Inhibitor development in nonsevere hemophilia: data from the European Haemophilia Safety Surveillance (EUHASS) registry

Authors: Fischer, K; Lassila, R; Peyvandi, F; Gatt, A; Gouw, SC; Hollingsworth, R; Lambert, T; Kaczmarek, R; Alvarez, DC; Makris, M.

Affiliations: Center for Benign Haematology, Thrombosis and Haemostasis, Van Creveldkliniek, University Medical Center Utrecht, University Utrecht, the Netherlands. PedNet Haemophilia Research Foundation, Baarn, the Netherlands. Department of Hematology, Unit of Coagulation Disorders, Helsinki University Central Hospital, Research Program Unit in Systems Oncology, University of Helsinki, Helsinki, Finland. Angelo Bianchi Bonomi, Hemophilia and Thrombosis Centre, Fondazione IRCCS Ca’ Granda Ospedale Maggiore Policlinico. Department of pathophysiology and Transplantation, University of Milan, Milan, Italy. Mater Dei Hospital, Tal-QRoqq, Msida, Malta. Amsterdam UMC location University of Amsterdam, Amsterdam, Netherlands. Department of Pediatric Hematology, Meibergdreef 9, Amsterdam, the Netherlands. Medical Data Solutions and Services (MDSAS), Manchester, UK. Reference Center for hemophilia and rare bleeding disorders, Hôpital Bicêtre, APHP, Université Paris Saclay. Le Kremlin Bicêtre, France. Coagulation Products Safety Supply and Access Committee, World Federation of Hemophilia, Montreal, Quebec, Canada. Wells Center for pediatric Research, Indiana University School of Medicine, Indianapolis, USA. European Association of Haemophilia and Associated Disorders, Brussels, Belgium. School of Medicine and Population Health, University of Sheffield, Sheffield, UK.

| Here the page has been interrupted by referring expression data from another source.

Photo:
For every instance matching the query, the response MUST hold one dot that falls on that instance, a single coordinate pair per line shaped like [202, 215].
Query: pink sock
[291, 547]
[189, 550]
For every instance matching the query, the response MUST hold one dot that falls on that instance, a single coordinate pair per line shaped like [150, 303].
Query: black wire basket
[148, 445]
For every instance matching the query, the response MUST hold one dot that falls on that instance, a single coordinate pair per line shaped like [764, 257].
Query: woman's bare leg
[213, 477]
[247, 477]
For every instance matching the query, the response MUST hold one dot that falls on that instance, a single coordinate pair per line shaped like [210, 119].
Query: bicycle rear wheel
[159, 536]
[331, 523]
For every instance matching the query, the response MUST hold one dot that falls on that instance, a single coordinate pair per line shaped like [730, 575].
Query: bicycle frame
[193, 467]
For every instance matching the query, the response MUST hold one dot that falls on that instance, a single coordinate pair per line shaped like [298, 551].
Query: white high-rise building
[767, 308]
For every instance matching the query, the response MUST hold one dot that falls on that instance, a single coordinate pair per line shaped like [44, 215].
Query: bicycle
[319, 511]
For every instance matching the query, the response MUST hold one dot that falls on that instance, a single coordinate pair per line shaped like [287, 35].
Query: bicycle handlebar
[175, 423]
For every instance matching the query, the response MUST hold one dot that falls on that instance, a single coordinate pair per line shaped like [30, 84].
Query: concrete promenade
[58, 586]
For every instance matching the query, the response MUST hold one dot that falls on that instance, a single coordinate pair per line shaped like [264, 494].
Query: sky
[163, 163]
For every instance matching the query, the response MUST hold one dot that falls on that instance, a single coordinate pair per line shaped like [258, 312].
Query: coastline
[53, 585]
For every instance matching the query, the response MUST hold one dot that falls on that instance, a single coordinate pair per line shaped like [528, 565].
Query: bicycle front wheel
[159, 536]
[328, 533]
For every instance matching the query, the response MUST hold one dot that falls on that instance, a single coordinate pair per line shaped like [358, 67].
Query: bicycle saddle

Publication: Res Pract Thromb Haemost ; 2025; 9. 102887

ABSTRACT: BACKGROUND: Information on inhibitor development in nonsevere hemophilia and its association with clotting factor concentrate type is limited. OBJECTIVES: To assess inhibitor development in patients with nonsevere hemophilia A (HA) and hemophilia B (HB) in the European Haemophilia Safety Surveillance system. METHODS: Inhibitors and total treated patients are reported annually. Any exposure to concentrate per year was considered a treatment year. Incidence rates per 1000 treatment years and 95% CIs were calculated according to type of concentrate and compared using incidence rate ratios (IRRs). RESULTS: During 2008 to 2023, 90 centers reported on 36,074 (HA) and 9238 (HB) treatment years. The inhibitor rate for nonsevere HA receiving factor (F)VIII was 4.2 per 1000 treatment years (95% CI, 3.5-4.9). Inhibitors developed at median 47.5 years (P25-P75 [IQR], 17.0-69.0), after median 40 exposure days (EDs; IQR, 17-80), with 58% occurring <50 EDs and 88% <100 EDs. Overall, 4 of 149 (2.7%) patients in the inhibitor group were female. Only one inhibitor was reported in nonsevere HB, in a female patient (FIX 7%, after 6 EDs), resulting in an inhibitor rate of 0.1 per 1000 treatment years (95% CI, 0.0-0.6). Compared with standard half-life recombinant FVIII, inhibitor rates on both plasma-derived FVIII (IRR, 0.27; 95% CI, 0.11-0.58; P < .001) and extended half-life FVIII (IRR, 0.18; 95% CI, 0.02-0.68; P = .002) were significantly reduced. CONCLUSION: Inhibitors in nonsevere hemophilia occurred at a rate of 4.2 per 1000 treatment years in HA and 0.1 per 1000 treatment years in HB. Compared with standard half-life FVIII, inhibitor development on plasma-derived and extended half-life FVIII were reduced. These data show that inhibitor monitoring is relevant with nonsevere HA in both sexes and should be continued lifelong.